How to listen to children through interests and chats
Valuing and including parents is important (both the at-home and the parent who is going away) when organising these learning experiences. Understanding parental beliefs and practices will assist you with knowing what you can and cannot discuss. Parents may also offer ideas and be able to inform your choices. Because they may have further ideas and items to include, also
be prepared for them to ask you not to do certain things or discuss
certain things. Additionally, chatting with parents about key service or remote worker related words and their meanings can help support workers to help young children and to better understand their lives.

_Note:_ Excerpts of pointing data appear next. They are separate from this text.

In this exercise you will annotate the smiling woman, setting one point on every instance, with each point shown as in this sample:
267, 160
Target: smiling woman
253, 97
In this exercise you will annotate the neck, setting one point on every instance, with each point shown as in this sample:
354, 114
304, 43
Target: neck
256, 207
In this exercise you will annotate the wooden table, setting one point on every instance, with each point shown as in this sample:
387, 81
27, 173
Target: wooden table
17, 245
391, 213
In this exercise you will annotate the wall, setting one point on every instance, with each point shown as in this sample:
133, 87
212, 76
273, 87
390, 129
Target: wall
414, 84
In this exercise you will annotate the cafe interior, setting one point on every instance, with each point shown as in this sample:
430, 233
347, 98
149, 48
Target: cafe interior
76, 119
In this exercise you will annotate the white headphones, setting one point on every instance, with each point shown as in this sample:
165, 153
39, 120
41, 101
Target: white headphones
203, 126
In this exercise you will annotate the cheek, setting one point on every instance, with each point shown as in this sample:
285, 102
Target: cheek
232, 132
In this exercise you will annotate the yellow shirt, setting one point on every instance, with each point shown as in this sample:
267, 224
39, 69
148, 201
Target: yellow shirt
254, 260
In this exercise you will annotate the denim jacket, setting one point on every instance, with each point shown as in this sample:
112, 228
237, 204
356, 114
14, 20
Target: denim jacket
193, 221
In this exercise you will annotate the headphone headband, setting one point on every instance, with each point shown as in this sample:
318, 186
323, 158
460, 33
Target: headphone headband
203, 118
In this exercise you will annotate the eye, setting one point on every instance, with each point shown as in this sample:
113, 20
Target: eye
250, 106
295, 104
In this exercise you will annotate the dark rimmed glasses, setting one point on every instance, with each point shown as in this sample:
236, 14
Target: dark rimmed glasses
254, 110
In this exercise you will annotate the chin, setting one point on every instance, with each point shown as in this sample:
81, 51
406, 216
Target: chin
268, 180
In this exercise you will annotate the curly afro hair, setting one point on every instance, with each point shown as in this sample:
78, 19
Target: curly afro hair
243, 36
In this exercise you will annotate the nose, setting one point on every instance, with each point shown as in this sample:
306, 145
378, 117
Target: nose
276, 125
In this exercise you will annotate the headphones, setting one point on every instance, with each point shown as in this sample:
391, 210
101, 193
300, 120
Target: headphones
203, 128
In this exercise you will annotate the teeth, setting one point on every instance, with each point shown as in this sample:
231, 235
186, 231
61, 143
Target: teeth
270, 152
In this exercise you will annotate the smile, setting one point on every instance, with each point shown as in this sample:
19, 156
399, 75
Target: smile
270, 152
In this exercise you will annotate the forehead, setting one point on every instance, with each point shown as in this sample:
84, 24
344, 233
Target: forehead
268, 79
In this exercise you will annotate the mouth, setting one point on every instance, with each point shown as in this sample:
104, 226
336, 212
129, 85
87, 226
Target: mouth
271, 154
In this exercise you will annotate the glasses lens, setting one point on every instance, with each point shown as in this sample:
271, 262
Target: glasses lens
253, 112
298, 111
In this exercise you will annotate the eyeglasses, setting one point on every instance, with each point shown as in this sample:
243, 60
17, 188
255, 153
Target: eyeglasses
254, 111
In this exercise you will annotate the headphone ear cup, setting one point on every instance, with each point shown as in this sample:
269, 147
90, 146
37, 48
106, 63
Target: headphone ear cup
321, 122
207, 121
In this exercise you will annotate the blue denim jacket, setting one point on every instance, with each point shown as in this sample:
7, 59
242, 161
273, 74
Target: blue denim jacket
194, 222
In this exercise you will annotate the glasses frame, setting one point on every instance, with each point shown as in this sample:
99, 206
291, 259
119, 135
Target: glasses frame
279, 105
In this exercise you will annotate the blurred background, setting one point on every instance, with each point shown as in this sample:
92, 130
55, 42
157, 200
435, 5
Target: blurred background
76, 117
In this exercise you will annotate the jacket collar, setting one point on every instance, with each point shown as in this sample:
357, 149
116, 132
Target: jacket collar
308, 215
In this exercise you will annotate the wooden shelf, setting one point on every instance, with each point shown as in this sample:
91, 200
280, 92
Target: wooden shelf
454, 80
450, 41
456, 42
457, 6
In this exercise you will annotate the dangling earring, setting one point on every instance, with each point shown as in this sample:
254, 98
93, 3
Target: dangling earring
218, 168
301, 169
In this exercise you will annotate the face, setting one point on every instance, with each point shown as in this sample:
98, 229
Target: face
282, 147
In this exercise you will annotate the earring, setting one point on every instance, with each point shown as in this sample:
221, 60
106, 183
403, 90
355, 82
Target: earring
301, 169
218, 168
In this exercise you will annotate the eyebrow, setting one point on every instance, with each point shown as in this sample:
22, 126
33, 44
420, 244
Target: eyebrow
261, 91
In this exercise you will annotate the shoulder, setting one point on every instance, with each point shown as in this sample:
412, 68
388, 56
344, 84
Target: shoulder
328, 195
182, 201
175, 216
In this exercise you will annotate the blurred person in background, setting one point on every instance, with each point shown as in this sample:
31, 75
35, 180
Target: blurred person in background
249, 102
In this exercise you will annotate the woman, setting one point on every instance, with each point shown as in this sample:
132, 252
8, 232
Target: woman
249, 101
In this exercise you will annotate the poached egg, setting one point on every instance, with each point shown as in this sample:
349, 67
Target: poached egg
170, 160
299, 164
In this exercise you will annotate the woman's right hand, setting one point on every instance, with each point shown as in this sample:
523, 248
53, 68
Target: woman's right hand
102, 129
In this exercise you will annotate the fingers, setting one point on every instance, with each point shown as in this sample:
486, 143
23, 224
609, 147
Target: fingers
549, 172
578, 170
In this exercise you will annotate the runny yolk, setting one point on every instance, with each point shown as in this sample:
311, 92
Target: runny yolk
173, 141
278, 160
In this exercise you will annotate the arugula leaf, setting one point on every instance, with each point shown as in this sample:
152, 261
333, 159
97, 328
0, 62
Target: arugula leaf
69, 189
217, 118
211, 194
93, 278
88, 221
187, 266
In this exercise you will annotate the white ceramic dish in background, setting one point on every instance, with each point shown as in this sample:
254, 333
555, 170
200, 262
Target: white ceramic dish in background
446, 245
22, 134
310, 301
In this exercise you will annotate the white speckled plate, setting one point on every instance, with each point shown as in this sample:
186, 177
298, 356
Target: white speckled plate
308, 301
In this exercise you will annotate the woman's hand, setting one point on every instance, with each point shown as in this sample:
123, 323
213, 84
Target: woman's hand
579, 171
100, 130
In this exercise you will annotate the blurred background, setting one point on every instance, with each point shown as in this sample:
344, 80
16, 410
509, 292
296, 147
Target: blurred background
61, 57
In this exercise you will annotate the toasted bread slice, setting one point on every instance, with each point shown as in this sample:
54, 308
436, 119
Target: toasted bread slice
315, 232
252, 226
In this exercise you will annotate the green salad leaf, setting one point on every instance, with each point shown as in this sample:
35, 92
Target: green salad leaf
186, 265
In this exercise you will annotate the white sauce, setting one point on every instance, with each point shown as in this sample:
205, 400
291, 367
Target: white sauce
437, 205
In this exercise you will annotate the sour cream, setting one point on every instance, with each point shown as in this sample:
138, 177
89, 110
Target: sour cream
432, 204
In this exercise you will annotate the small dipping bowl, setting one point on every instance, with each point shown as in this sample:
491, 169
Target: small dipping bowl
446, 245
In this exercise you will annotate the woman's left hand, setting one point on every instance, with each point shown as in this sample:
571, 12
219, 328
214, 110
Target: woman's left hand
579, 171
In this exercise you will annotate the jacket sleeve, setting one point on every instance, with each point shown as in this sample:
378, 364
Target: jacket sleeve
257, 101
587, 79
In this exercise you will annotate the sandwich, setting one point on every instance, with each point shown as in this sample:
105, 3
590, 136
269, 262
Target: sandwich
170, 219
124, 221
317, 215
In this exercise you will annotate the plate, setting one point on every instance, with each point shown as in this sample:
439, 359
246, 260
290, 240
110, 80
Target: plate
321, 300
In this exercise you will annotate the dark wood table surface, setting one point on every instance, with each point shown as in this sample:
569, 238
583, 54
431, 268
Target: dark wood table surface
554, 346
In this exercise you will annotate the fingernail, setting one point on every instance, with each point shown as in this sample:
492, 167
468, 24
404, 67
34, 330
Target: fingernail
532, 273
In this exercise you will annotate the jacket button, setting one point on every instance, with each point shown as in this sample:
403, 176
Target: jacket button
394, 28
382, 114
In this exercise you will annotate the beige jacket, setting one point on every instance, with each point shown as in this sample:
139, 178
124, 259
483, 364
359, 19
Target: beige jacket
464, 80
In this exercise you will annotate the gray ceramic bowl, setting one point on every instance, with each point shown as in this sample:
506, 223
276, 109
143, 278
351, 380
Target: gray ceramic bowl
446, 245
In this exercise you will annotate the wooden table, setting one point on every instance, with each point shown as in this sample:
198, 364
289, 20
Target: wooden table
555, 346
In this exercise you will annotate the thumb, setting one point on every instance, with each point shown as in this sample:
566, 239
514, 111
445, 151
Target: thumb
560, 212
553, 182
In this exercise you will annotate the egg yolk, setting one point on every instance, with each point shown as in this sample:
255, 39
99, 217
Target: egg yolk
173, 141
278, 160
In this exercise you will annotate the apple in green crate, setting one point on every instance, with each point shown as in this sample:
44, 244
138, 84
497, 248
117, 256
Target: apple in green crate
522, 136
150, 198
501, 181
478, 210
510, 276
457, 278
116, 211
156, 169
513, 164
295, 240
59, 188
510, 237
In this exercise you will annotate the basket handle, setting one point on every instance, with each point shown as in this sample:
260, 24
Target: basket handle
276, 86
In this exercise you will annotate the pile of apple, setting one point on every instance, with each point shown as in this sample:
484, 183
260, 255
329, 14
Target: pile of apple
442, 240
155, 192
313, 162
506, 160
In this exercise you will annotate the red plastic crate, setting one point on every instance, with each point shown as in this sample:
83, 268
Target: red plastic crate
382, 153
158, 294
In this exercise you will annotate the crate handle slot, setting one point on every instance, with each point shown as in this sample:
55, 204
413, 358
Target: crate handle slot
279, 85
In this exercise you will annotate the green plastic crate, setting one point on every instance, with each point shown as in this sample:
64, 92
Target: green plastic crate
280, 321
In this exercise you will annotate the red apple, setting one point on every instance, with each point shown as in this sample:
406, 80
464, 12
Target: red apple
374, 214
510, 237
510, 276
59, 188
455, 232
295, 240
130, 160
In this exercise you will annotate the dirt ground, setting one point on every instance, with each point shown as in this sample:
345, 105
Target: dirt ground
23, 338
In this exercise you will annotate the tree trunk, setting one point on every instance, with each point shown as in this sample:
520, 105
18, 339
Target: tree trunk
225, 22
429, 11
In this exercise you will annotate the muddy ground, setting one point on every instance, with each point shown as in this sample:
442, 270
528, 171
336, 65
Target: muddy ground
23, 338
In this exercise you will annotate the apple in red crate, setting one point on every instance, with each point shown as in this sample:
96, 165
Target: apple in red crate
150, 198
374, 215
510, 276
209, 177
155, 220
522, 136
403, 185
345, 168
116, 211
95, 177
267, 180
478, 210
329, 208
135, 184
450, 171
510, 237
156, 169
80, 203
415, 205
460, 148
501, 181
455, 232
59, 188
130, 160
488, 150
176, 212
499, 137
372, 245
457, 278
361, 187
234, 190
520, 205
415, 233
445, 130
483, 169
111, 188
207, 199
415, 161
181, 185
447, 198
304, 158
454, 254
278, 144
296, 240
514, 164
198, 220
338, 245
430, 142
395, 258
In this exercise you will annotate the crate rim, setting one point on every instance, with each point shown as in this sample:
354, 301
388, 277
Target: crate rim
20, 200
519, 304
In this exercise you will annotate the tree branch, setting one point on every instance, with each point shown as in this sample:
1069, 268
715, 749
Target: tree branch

- geography and geographical features, such as rivers, seas, mountains, plains, deserts, tropical rainforests
- weather and season
- time differences (for older children)
- agriculture and regional foods
- schools and preschools, and early childhood centres
You can include:
- cultural dress or dolls
- pictures of shops and marketplaces
- pictures of food
- pictures of buildings. For example, houses, temples, churches, civic buildings, schools, countryside, Google Earth Zoom images into attractive places
Learn greetings from the country where the parent is and include a recording and a pictured word
Informal conversations with the child and parent can help to find out what activities are the child’s favourite. This will help you to prepare them so they can be on hand during transition times within the family. These activities might also be helpful during times when the child is having trouble separating or playing with peers. Get the child involved in setting up some of their favourite activities and planning when and where the activity might be done.When you have the child talking, try to ask open-ended, leading questions that encourage the child to diverge. Use the opportunity to label and express emotions tied to deployment, relocation and their own and family members' responses. Chat to the parent that the child has chatted about certain things so that if they continue talking at home, the parent has some context. Additionally, the parent might choose to use the opportunity to explore the issues further.
For children 9-12 years
Children can write a poem about their experiences of parents working away. Help them to add some music to the poem. This could be simple sound effects used as they read the poem or a melody or background music that matches the poem that could be played before or after a reading of the poem.
Children create a cartoon scene about a family experiencing a parent working away. Ask them to record themselves telling the story as they show each cartoon scene. This can also be done using Zoom or Explain Everything programs or similar software.
Children can add a soundtrack to the cartoons they create using various sound sources, such as body percussion, voice, percussion, and other instruments.